共産党の小池晃・書記局長は、稲田朋美防衛相の政治資金収支報告書に添付された領収書を調べたところ、「筆跡鑑定の結果、数字、金額はすべて同一人物の記載であると分かった」と説明。菅義偉官房長官と高市早苗総務相にも同様の事例が見つかったとし、「白紙の領収書に自ら書き込んだのではないか」と追及した。
稲田防衛相(左)と共産党の小池書記局長
■稲田氏「面識あれば、参加者が領収書を書く」 小池氏「そんな領収書は通用しない」
小池氏は稲田氏と菅氏の収支報告書に添付されたパーティー支出の領収書を調査。その結果、同一人物が記入したとみられる領収書が、菅氏は約270枚(1875万円分)、稲田氏は約260枚(520万円分)存在すると指摘した。

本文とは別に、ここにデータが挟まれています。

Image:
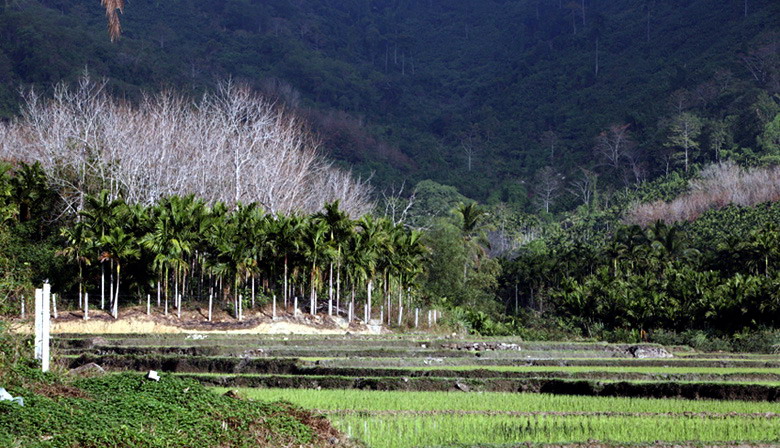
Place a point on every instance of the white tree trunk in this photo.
(368, 302)
(211, 302)
(330, 291)
(102, 285)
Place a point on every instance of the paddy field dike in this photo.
(419, 390)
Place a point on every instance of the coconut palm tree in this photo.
(339, 228)
(373, 244)
(120, 248)
(101, 214)
(78, 242)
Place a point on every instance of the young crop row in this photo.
(448, 430)
(614, 369)
(497, 401)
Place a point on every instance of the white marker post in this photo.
(42, 325)
(54, 305)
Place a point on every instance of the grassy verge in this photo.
(496, 401)
(445, 430)
(127, 411)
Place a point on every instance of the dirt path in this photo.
(136, 321)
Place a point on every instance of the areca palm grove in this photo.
(183, 250)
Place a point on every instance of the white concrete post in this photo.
(42, 323)
(46, 326)
(38, 324)
(211, 303)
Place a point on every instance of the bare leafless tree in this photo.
(230, 146)
(397, 203)
(113, 9)
(613, 145)
(547, 187)
(584, 185)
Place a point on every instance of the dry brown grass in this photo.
(720, 185)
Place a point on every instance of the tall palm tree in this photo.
(372, 239)
(339, 228)
(288, 238)
(316, 247)
(101, 214)
(120, 248)
(472, 217)
(78, 242)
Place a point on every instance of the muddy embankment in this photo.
(691, 391)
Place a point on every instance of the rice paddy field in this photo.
(424, 391)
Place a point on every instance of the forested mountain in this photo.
(489, 96)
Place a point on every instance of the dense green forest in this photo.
(479, 95)
(622, 153)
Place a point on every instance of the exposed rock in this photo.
(481, 346)
(90, 369)
(94, 342)
(648, 351)
(462, 386)
(232, 394)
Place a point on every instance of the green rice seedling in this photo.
(497, 401)
(414, 431)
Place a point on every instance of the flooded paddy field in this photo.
(394, 391)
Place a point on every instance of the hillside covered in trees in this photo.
(485, 96)
(602, 169)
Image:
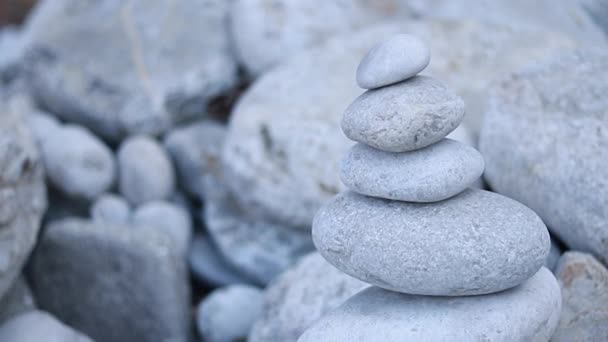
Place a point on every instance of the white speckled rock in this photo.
(77, 162)
(405, 116)
(529, 312)
(545, 141)
(474, 243)
(110, 208)
(36, 326)
(167, 218)
(393, 60)
(584, 284)
(145, 170)
(299, 297)
(227, 314)
(430, 174)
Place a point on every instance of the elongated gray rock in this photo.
(112, 282)
(299, 297)
(474, 243)
(405, 116)
(529, 312)
(393, 60)
(430, 174)
(584, 284)
(545, 141)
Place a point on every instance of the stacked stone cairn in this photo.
(448, 262)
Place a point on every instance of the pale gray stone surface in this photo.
(166, 60)
(111, 208)
(529, 312)
(405, 116)
(196, 152)
(545, 141)
(77, 162)
(111, 282)
(393, 60)
(300, 296)
(22, 195)
(166, 218)
(584, 284)
(474, 243)
(284, 143)
(145, 170)
(36, 326)
(430, 174)
(210, 267)
(227, 314)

稲田氏は「稲田側で日付宛名および金額を記述したものが存在しており、御指摘になったとおり」と小池氏の指摘を認めたが、「数百人規模が参加するパーティーで、祝儀袋を開封して確認した上で宛先や金額を記載すると、受付が混乱するとパーティーの運営に支障が生じる」と釈明に追われた。その上で稲田氏は、「互いに面識のある主催者と参加者の間では主催者側の了解のもと、参加者側が記載することがしばしば行われている」と弁明した。
小池氏は「架空の支払いでないことを証明するのが領収書。みんながやっているからいいんでしょって、子供の言い訳。領収書の要件を満たしてないのでは」「今聞いている中小企業の社長さんたちみんなびっくりですよ。そんな領収書が通用するわけない。こんな馬鹿な話はない」と批判した。
■菅氏「領収書の作成法について規定はない」
菅氏も、自民党議員の政治資金パーティーで会費を支払った際、白紙の領収書を受け取り「菅事務所で日付、宛名、金額を記したものが存在する」と認めた。その一方で、「政治資金規正法上、政治団体が徴収する領収書に際して発行者側の作成法についての規定はない」とし、法的な問題はないと釈明した。金額の水増しについては否定した。
政治資金規正法を所管する高市早苗総務相は「領収書作成方法は法律で規定されておらず、パーティー主催者から了解を得ていれば法律上の問題は生じない」との見解を示したが、小池氏は「政治資金規正法は抜け穴だらけだ」と批判した。